The Coronavirus disease 2019 (Covid-19) pandemic and the coronavirus SARS-CoV-2 have dominated health care systems during the last 1.5 years. Worldwide, almost 200 million people were infected, leading to approximately 4 million deaths. In Europe, almost 33 million people were tested positive for Covid-19, leading to 750.000 deaths. The quick spread around the globe stimulated pharmaceutical companies to develop highly effective vaccines, which are currently widely in use. Safety data did not lead to major warnings, other than very rare cases of anaphylaxis. However, first reports on the ‘real-life’ use of ChAdOx1 nCoV-19 (Vaxzevria by AstraZeneca) described a new syndrome, characterized by severe thrombosis at unusual sites such as cerebral venous sinus thrombosis, splanchnic vein thrombosis, hepatic vein thrombosis or arterial thrombosis , all combined with thrombocytopenia. This syndrome is named Vaccine-induced immune Thrombotic Thrombocytopenia (VITT) (1, 2), or Thrombosis with Thrombocytopenia Syndrome (TTS). These patients typically present with signs of diffuse intravascular coagulation (DIC) with highly elevated D-dimer, low or normal fibrinogen levels, normal or prolonged activated partial thromboplastin time (aPTT) or prothrombin time (PT), and an acute onset thrombocytopenia without other clear causes. Interestingly, in all patients, platelet-activating antibodies against platelet factor 4 (PF4) were found, similarly to those observed in heparin-induced thrombocytopenia (HIT), even though there was no heparin exposure (2). The majority of these cases occurred within the first 2-4 weeks following the first vaccination and occur mostly in women under 60 years of age. In these patients, administration of heparin and platelet transfusion should be avoided as it can cause disease progression.
As of June 27 2021, 51.4 million doses of ChAdOx1 nCoV-19 have been administered in the EU. Amongst these, a total of 479 cases (0.9 per 1 million) of suspected VITT have been reported to the European Medicines Agency (EMA) drug safety database EudraVigilance, of whom 100 (21%) with fatal outcome (source: https://www.ema.europa.eu/en/documents/covid-19-vaccine-safety-update/covid-19-vaccine-safety-update-vaxzevria-previously-covid-19-vaccine-astrazeneca-14-july-2021_en.pdf). Moreover, similar thrombotic cases have been reported, albeit in smaller frequency, after the Johnson & Johnson/Janssen Ad26.CV2.S adenoviral vector vaccine, the Pfizer BioNTech mRNA vaccine, and the Moderna mRNA vaccine.
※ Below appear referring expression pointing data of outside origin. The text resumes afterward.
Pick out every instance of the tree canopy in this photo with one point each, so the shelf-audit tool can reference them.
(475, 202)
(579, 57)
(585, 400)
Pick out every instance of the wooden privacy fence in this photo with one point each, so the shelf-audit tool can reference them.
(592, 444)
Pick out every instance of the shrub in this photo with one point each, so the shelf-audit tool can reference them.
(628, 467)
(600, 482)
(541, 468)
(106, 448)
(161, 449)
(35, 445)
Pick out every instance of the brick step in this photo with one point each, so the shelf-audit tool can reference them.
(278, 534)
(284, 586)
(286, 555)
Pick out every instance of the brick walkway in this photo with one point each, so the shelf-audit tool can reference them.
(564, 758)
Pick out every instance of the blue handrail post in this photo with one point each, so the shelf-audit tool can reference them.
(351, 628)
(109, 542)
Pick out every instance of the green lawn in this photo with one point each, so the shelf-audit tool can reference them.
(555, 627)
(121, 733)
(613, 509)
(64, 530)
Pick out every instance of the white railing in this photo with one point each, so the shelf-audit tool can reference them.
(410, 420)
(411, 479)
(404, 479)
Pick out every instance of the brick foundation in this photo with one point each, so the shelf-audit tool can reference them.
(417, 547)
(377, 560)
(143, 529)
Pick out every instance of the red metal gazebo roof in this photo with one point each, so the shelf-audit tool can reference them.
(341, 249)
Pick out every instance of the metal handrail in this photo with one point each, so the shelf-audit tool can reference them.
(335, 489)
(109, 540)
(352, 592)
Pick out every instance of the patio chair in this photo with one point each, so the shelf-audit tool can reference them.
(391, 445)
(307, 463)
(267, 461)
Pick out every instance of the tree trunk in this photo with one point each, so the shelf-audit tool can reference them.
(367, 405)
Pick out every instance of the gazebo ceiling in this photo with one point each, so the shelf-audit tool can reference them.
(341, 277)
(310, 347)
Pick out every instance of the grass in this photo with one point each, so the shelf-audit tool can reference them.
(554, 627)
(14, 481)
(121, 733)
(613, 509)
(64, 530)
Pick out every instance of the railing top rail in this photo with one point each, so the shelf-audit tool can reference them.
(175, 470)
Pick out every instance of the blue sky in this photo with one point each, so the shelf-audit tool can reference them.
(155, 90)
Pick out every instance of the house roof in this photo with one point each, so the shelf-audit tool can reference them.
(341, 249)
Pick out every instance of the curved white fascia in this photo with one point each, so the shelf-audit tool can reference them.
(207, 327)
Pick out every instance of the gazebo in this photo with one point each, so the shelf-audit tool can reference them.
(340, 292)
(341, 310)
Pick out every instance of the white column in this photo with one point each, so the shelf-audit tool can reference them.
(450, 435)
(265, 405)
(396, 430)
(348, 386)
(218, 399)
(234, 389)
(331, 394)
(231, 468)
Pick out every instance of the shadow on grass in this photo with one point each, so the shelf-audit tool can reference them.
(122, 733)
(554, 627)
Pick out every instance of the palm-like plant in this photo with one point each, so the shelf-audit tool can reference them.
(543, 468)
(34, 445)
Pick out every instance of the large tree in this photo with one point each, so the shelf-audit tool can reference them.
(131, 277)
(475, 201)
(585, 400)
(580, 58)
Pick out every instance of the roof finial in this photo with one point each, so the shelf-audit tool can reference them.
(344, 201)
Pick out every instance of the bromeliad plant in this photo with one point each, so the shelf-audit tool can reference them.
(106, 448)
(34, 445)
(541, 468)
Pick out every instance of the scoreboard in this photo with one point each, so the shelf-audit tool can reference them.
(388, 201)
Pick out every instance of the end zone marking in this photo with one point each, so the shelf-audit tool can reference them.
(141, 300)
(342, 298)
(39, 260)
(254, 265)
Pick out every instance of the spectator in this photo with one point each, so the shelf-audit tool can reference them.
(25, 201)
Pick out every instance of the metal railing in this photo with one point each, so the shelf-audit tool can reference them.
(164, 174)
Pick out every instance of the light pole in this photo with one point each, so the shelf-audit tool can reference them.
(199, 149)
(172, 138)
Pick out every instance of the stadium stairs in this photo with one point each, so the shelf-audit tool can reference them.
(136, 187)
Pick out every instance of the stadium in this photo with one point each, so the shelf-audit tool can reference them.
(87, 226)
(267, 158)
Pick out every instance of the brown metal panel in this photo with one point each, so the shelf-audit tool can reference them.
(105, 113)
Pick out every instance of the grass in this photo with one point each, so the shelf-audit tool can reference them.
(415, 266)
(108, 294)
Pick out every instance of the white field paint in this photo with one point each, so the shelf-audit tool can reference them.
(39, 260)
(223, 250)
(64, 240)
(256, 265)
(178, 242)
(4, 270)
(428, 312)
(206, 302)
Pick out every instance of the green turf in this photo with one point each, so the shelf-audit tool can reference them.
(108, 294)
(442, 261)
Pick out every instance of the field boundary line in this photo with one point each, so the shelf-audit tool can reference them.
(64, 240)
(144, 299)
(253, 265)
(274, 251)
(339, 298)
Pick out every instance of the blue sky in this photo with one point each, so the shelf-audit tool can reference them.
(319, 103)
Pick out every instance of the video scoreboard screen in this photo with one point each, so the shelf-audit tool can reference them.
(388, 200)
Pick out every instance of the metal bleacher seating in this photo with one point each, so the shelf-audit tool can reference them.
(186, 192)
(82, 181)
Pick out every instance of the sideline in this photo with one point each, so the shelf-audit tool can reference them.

So far, only a fraction of these EMA reported cases have been further described in more detail by the scientific community. Several case reports and a handful of case series, the largest including 23 patients (Scully et al NEJM 2021), have been published so far. These primarily reported on VITT related cerebral vein sinus thrombosis as this site appears most commonly affected (3). In several cases however, thrombosis occurs simultaneously at multiple sites with patients presenting with, for instance, combined cerebral venous sinus thrombosis, pulmonary emboli and splanchnic vein thrombosis. Patients with splanchnic or hepatic vein thrombosis have not been separately described in detail and little is known about their frequency, clinical presentation, comorbidities, disease progression, complications such as portal hypertension, or specific treatments other than anticoagulation such as vascular recanalization procedures. Moreover, most series have focused on describing this new entity with an emphasis on the diagnostic dilemma’s, laboratory results and general outcome in terms of survival and hospitalization, while more specific data on prothrombotic risk factors, treatment, portal hypertension and mid-term outcome are lacking.